The Skyactiv name applies to more efficient petrol and diesel engines, gearboxes and even the use of lightweight materials and design processes when building the new compact SUV crossover.
The potential impact on fuel economy and CO2 emissions in Mazda models from the technology has led to Fleet World choosing Mazda for its Innovation Award at a ceremony in London this week.
Judges chose Skyactiv technology for the award because of its potential to match a desirable car with efficient technology.
Fleet World’s Steve Moody, who chaired the judging panel, said: "The introduction of these technologies will result not only in major reductions in fuel consumption and CO2 emissions for all Mazda models, but will also ensure that Mazda’s sustainable Zoom-Zoom strategy can continue to provide fuel-efficient, low-emission motoring for the most enthusiastic company car drivers."
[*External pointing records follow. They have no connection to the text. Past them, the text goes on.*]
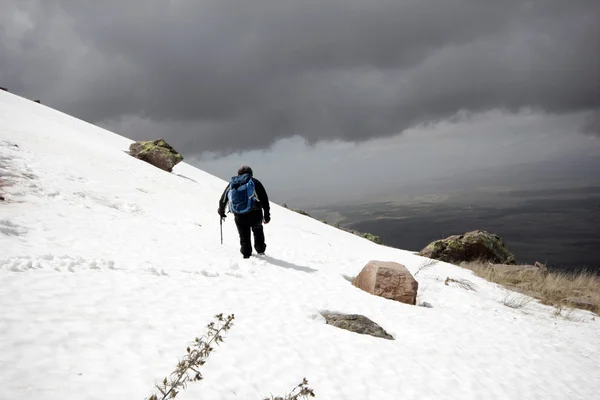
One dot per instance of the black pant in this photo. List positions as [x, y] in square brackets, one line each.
[245, 223]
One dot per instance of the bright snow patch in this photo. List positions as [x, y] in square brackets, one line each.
[110, 267]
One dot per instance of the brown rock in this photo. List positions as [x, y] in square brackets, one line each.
[389, 280]
[157, 152]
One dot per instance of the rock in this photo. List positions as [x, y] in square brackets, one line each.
[356, 323]
[583, 303]
[156, 152]
[388, 279]
[472, 246]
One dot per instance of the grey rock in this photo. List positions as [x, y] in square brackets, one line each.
[356, 323]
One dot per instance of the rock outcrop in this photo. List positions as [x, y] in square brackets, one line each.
[388, 279]
[156, 152]
[356, 323]
[472, 246]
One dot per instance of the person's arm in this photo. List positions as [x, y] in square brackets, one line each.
[223, 202]
[263, 199]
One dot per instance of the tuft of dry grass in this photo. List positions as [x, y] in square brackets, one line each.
[559, 289]
[516, 300]
[461, 283]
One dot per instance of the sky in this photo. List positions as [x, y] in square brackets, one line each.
[326, 100]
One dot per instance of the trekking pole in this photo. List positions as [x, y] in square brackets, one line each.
[221, 223]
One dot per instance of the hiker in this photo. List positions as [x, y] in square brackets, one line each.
[247, 200]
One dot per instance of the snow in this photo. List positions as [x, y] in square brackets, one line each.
[109, 268]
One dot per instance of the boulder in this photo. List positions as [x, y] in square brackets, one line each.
[356, 323]
[156, 152]
[472, 246]
[388, 279]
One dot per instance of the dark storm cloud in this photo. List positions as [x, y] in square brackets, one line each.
[232, 75]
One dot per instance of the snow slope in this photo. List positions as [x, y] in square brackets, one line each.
[110, 267]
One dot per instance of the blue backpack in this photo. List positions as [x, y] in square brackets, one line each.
[242, 194]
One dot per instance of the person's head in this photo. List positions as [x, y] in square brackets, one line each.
[245, 170]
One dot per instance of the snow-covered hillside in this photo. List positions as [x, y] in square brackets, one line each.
[110, 267]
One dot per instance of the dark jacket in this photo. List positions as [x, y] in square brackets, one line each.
[261, 193]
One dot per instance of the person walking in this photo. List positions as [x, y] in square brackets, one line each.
[248, 201]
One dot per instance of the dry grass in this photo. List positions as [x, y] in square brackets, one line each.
[516, 300]
[461, 283]
[558, 289]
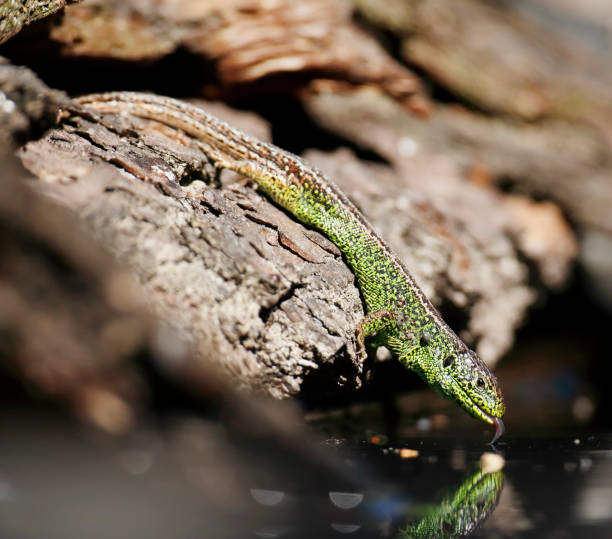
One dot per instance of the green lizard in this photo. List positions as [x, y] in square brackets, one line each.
[399, 316]
[463, 510]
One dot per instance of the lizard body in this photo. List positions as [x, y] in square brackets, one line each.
[399, 315]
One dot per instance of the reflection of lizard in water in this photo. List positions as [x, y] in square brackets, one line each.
[461, 512]
[399, 316]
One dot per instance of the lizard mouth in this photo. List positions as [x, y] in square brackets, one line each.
[477, 411]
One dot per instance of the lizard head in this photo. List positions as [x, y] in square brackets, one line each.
[457, 373]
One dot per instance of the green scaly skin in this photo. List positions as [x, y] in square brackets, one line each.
[462, 511]
[399, 316]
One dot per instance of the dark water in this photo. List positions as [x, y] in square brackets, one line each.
[195, 478]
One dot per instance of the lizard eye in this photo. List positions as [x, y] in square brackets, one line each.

Describing Mazda has ‘achieving the highest possible level of excellence in their sector’, the judges were impressed by the potential of the new Mazda MX-5.
Designed as a practical crossover SUV that stays close to Mazda’s aim to create great driver’s cars in the mould of the Mazda MX-5 roadster, the Mazda CX-5 will launch in the UK in 2012.
Its Skyactiv engines will result in sub-120g/km, making it one of the most efficient models in the sector.
However, the technology will also appear in the Mazda2 supermini and Mazda3 hatchback, the two smallest cars on the Mazda range and future Mazda models, with Mazda quoting it will improve efficiency by up to 30 per cent.
The technology was first displayed on the stunning Shinari supercar concept, and appeared on the Minagi concept shortly after. The later was later renamed as the CX-5 and confirmed as a future production model for the Japanese manufacturer.